Custom Aggregation Functions

pandas
Published

August 23, 2024

Why Custom Aggregation Functions?

Standard aggregation functions are excellent for common tasks. But what if you need to calculate something more nuanced? For example:

  • Weighted Averages: Calculating an average where different data points have varying weights.
  • Custom Metrics: Defining a metric specific to your domain (e.g., a custom performance indicator).
  • Complex Calculations: Combining multiple aggregations into a single, meaningful result.
  • Data Cleaning/Transformation: Performing aggregation while simultaneously cleaning or transforming data within the aggregation process.
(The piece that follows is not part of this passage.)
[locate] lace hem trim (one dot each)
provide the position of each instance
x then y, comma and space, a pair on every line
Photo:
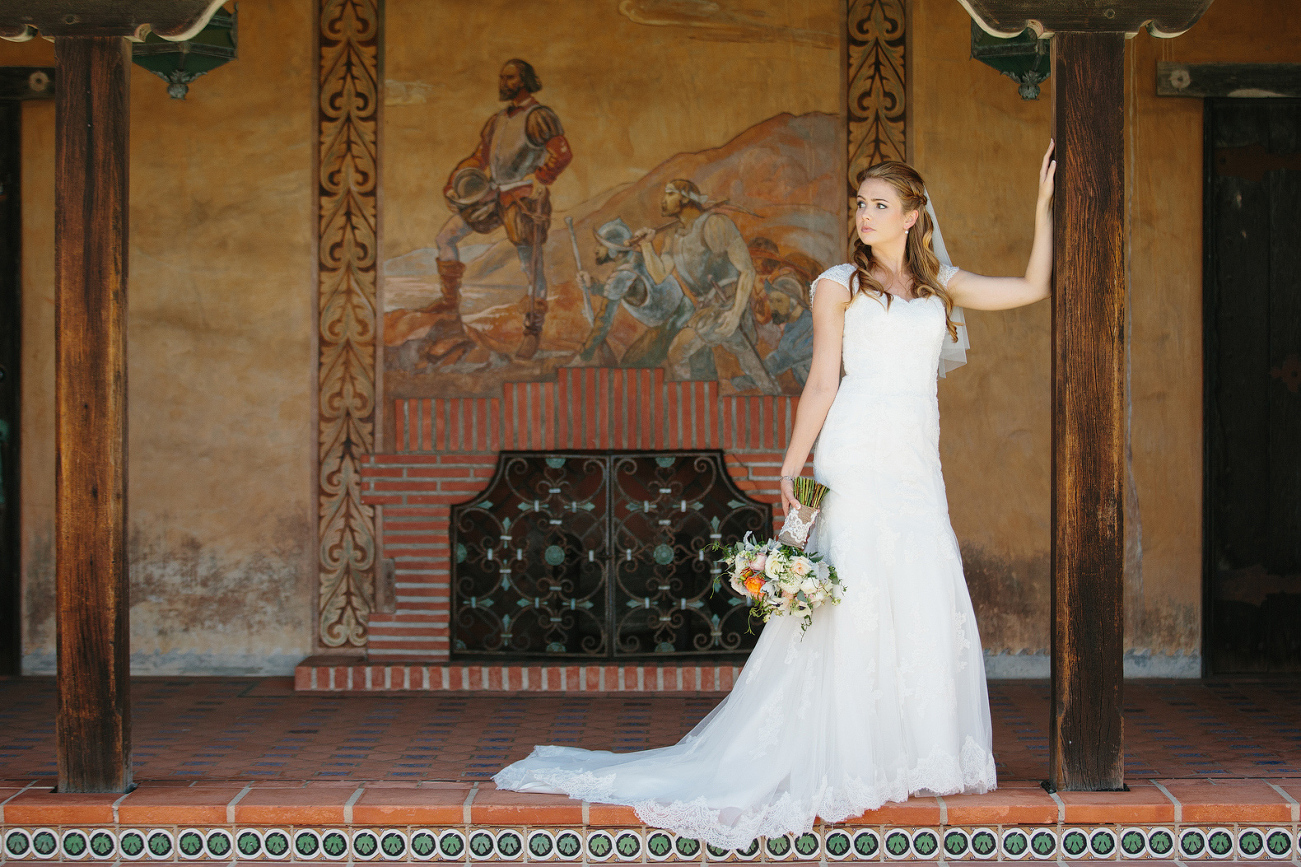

Creating Custom Aggregation Functions

The core concept is to write a Python function that takes a Pandas Series as input and returns a single value representing the aggregated result. This function is then passed to Pandas’ agg() method.

Example 1: Weighted Average

Let’s say we have sales data with both sales figures and associated weights (representing, perhaps, customer importance):

import pandas as pd

data = {'Sales': [100, 200, 300, 400],
        'Weight': [0.1, 0.3, 0.4, 0.2]}
df = pd.DataFrame(data)

def weighted_average(series):
    weights = series['Weight']
    sales = series['Sales']
    return (sales * weights).sum() / weights.sum()
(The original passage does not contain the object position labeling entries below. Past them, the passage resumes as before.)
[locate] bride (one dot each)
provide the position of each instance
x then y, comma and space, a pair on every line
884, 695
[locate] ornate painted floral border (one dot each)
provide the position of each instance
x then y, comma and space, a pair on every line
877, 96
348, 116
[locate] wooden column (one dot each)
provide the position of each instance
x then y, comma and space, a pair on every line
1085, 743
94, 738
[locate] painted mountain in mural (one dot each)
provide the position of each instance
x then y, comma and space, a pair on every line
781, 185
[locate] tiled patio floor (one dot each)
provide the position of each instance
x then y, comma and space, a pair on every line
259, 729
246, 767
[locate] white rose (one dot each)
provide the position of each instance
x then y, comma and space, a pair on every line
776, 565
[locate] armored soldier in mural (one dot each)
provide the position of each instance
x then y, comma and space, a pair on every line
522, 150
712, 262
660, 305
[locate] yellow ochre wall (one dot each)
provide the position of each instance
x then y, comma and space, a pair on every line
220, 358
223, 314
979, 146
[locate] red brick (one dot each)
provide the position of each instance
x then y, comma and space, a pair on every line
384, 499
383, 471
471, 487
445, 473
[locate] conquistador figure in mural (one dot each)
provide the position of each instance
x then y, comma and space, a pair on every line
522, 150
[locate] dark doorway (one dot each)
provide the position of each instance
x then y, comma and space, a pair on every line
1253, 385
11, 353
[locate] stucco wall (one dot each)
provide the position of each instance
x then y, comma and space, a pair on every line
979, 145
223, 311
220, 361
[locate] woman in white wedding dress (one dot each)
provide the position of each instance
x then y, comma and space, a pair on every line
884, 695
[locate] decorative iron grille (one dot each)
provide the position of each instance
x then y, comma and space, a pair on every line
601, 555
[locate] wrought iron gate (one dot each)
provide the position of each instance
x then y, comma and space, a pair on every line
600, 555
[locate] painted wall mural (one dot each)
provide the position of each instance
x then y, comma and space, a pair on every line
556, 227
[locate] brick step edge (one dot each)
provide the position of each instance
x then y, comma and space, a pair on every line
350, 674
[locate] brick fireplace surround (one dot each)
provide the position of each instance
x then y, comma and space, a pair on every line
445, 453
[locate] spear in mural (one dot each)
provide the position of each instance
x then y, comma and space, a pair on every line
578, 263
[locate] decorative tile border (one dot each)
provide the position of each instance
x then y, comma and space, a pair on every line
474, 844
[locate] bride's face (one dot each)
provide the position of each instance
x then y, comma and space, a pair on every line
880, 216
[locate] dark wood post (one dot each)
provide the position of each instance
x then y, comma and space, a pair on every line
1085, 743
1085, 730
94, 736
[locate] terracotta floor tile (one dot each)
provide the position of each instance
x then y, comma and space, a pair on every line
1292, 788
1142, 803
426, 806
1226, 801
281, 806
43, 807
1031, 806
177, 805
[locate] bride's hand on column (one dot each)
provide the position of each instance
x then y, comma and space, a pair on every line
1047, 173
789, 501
weighted_avg = df.agg(weighted_average)
print(weighted_avg) #Output: Sales    260.0

This example defines weighted_average which calculates the weighted average of ‘Sales’ using the ‘Weight’ column. The agg() method applies this function to the entire DataFrame.
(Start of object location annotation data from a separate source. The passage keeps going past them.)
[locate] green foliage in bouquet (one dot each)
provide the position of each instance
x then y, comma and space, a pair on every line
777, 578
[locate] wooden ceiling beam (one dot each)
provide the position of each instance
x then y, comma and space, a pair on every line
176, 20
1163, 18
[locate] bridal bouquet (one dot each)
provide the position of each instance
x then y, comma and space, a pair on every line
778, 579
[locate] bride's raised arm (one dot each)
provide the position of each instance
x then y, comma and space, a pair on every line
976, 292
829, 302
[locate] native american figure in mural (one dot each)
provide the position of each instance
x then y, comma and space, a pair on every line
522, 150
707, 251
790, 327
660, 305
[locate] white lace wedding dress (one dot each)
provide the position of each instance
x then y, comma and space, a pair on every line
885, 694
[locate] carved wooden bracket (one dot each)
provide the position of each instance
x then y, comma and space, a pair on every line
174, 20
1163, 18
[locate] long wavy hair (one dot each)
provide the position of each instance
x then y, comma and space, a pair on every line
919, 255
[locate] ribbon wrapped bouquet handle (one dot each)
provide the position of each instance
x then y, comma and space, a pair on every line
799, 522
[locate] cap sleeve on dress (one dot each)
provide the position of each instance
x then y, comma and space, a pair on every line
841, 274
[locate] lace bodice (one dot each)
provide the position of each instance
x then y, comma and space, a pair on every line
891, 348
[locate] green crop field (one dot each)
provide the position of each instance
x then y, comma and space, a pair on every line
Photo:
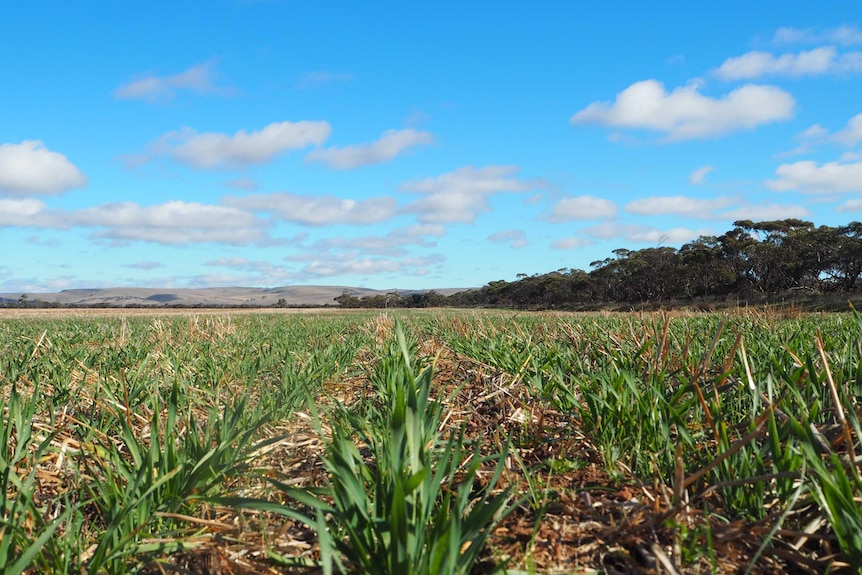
430, 442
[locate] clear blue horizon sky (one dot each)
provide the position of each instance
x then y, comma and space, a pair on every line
392, 145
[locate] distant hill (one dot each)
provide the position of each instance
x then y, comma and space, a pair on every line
216, 297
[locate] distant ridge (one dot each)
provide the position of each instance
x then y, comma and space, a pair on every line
307, 295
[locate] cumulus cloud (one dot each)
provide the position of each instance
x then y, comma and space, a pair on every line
812, 178
21, 212
245, 184
819, 61
31, 168
460, 196
850, 206
320, 78
851, 134
436, 230
570, 243
390, 144
671, 236
677, 205
317, 210
352, 264
698, 177
174, 222
266, 272
686, 114
145, 265
200, 78
764, 212
582, 208
217, 150
816, 135
393, 245
841, 35
637, 233
515, 238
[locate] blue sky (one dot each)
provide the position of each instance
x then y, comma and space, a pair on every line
386, 144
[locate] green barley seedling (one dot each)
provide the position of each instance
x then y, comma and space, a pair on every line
416, 506
23, 530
Example 2: Custom Percentile

Pandas provides percentiles, but let’s create a function to calculate a custom percentile (e.g., the 85th percentile):

import numpy as np
import pandas as pd

data = {'Values': [10, 20, 30, 40, 50, 60, 70, 80, 90, 100]}
df = pd.DataFrame(data)


def custom_percentile(series, percentile):
    return np.percentile(series, percentile)

percentile_85 = df.agg({'Values': lambda x: custom_percentile(x, 85)})
print(percentile_85) #Output: Values    85.0

Here, custom_percentile takes both the series and the desired percentile as input. Note the use of a lambda function for brevity.

Example 3: Multiple Aggregations with Custom Functions

We can combine multiple custom aggregations within a single agg() call:

import pandas as pd

data = {'Values': [10, 20, 30, 40, 50]}
df = pd.DataFrame(data)


def custom_sum(series):
  return series.sum()

def custom_range(series):
  return series.max() - series.min()


aggregated_data = df.agg({'Values': [custom_sum, custom_range]})
print(aggregated_data)
#Output:      Values

This demonstrates the flexibility of using multiple custom functions within agg(), providing a concise way to perform diverse calculations.